Жизнь шла на военный лад: тускло, приглушенно, и никаких не было надежд, что станет легче. Нет, становилось темней с каждым днем. А появлялся Женя, — и становилось светлей. Он рассказывает хорошо, без претензий и всегда правдиво, как и подобает человеку, занимающемуся литературой. Его задело — и он отвечает. Его интересует самый мир. Потом уже, когда пишет, переиначивает и меняет освещение, но рассказывает о материале чисто. В этом честолюбие — рассказать, как было. И Женя обладает этим свойством в тем более высокой степени, что он лентяй. Рассказы устные облегчают, подменяют у него необходимость писать. И в те дни я ужасно радовался его рассказам. Как единственному празднику. Я как будто вырывался из однообразия блокады.
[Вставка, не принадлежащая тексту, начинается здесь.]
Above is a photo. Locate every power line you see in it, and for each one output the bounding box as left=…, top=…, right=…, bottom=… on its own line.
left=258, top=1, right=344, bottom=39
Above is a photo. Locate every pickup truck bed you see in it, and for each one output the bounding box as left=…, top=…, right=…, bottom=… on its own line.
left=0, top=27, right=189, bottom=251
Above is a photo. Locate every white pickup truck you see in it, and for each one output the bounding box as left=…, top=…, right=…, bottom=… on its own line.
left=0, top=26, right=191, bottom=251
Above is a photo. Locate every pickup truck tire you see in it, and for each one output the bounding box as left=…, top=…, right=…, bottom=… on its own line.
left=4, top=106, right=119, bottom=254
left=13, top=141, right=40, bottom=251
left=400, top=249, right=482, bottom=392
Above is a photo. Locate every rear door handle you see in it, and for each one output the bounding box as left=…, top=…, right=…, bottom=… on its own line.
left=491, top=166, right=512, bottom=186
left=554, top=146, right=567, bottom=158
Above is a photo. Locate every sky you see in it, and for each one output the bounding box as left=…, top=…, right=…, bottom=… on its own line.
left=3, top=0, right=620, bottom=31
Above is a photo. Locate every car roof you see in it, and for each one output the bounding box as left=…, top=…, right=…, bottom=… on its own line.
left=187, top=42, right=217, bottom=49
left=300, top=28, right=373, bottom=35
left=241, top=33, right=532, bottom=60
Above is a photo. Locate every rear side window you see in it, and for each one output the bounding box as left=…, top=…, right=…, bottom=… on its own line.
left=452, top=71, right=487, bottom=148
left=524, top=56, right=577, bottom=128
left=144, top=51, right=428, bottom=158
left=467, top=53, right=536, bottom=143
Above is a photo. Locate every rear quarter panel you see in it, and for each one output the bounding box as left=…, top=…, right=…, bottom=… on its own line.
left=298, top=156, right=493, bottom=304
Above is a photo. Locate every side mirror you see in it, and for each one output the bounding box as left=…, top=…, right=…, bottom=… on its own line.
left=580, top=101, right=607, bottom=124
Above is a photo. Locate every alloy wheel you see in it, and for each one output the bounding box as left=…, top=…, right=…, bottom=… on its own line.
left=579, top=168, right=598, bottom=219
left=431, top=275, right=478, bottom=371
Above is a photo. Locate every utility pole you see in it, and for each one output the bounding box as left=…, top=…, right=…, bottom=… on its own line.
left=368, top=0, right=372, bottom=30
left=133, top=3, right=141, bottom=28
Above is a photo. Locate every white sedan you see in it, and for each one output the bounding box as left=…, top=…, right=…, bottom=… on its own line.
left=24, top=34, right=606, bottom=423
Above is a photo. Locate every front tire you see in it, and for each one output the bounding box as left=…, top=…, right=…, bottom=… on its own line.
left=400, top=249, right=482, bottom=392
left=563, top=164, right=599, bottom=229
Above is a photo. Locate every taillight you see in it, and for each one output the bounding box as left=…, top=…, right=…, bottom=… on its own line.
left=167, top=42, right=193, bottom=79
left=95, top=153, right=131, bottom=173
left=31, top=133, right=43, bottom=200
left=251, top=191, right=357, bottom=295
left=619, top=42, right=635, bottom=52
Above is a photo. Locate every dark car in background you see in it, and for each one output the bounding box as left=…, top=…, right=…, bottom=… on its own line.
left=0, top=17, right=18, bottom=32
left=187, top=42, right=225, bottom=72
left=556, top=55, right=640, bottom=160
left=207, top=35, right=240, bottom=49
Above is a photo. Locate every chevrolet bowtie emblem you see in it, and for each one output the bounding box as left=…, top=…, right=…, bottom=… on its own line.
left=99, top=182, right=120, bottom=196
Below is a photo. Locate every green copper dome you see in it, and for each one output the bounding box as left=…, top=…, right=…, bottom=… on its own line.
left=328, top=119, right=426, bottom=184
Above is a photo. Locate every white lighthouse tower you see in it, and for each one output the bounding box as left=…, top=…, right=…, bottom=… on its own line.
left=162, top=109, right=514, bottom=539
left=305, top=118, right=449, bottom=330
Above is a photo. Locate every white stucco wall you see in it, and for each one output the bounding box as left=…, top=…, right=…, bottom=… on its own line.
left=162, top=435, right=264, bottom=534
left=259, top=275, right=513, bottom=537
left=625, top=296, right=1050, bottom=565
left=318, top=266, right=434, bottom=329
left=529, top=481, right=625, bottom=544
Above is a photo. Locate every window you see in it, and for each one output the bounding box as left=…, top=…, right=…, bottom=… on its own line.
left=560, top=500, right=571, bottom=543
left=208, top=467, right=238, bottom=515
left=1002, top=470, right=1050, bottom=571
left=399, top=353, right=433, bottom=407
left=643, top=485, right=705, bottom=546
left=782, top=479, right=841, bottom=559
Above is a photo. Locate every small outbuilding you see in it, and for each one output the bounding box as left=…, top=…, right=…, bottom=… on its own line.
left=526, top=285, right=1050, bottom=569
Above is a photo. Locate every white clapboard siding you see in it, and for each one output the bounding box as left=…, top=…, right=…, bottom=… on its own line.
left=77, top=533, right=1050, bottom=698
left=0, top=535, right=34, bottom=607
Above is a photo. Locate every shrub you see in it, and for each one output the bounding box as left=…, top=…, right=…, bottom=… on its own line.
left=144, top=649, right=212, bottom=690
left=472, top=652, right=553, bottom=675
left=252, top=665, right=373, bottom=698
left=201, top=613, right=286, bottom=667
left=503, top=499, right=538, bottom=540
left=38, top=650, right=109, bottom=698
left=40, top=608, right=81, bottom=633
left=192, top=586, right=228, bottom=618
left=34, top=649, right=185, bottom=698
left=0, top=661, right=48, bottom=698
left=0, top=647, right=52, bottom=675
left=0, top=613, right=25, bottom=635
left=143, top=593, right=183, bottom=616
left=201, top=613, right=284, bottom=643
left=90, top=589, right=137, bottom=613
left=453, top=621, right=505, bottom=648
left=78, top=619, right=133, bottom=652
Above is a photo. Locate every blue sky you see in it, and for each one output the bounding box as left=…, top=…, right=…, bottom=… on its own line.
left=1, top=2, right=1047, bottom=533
Мы дали обещание друг другу: если переживем и встретимся снова в Ленинграде, то устроим роскошный обед. Без еды нам праздник в те дни не представлялся возможным. И вот через четыре года все кончилось, все пришло к такому положению, о котором мы мечтали. Женя остался в Москве, а мы вернулись в Ленинград. И он приезжал сюда по каким?то делам. И мы решили устроить тот самый пир, о котором мечтали. С утра — еще были тогда карточки — доставали мы все, что можно было добыть. Катя готовила. И вот пришел назначенный час. Обед готов, а Жени — нет, как нет. В девять вечера раздался звонок. Открываю. Стоят рядышком Матвей Гуковский[1], коротенький, обрюзгший, помятый и до краев наполненный непробиваемой самоуверенностью человека маленького, обрюзгшего и помятого, до которой никогда не дорасти человеку высокому, с предрассудками. А тут еще он был пьян. Пьян был и Женя, высокий, виноватый. Оба чуть покачивались, только амплитуда колебаний у Жени, благодаря росту его, была заметней. До сих пор я помню наше разочарование. Тут была измена тому, что мы пережили. Значит ничему не научились даже такие хорошие люди, как Женя? Впрочем, он скоро пришел в себя. Я даже прочел ему первый акт «Медведя», и он хвалил от всей души, с пьяной искренностью. Как это ни странно, но пьяные на известной стадии — отличные слушатели. Женя привык находиться в подъеме.

9 октября

Если он не взвинчен водкой, или влюбленностью, или поездками, из которых привозит он только материалы для устных рассказов, то для него и жизнь не в жизнь. В самом крайнем случае принимается он за работу. Избалованный легкими подъемами, скорее даже спусками — катись, набирая скорость, под горку — он спешит скорее, скорее отделаться. Диктует машинистке. И с грехом пополам, отдав десятую долю своих сил, сводит концы с концами, выпускает вполне сносную книжку. Он смел. Несмотря на ласковый взгляд, может рассвирепеть, невзирая на лица. В самые трудные годы выступал резко и прямо. Вмешивается в уличные скандалы — раз чуть не опоздал на «Стрелу», спасая мальчишку — папиросника от милиционера. И спас за три минуты до отхода поезда. Было это на привокзальном рынке, сразу после войны, когда выдавались папиросы по карточкам, и Жене, конечно, не хватало нормы. При всех видах наркотиков — от любви до водки — он в большинстве случаев собою владеет. Появилась только у него одна мучительная особенность — дойдя до известной степени опьянения, он вдруг, сидя и сохраняя спокойное, даже достойное выражение, засыпает! Да как — никакими силами не разбудить. Если это случается дома — полбеды. Но он заснул так однажды, когда сидели мы в ресторане гостиницы «Москва». Уже гасят свет, сдвигают столы, а он сидит неподвижно, подперев ладонью щеку! Едва — едва общими усилиями разбудили его. Он развелся недавно с женой. Жили они в Москве непонятно как, на десяти квадратных метрах, и тут же Наташа, дочка, и тут же теща. Женя, убегая от тоски, снимал комнату, то в одном, то в другом конце Москвы, вечно где?то на окраинах, и притом без телефона. Приедешь — и непонятно, где искать его. На нем это как?то мало отражалось. Но жена отощала, выражение приобрела отчаянное, стала пить. С новой женой, с Еленой Ивановной, Женя, как будто выбирается на дорогу, более подходящую взрослому человеку. Поживем — увидим.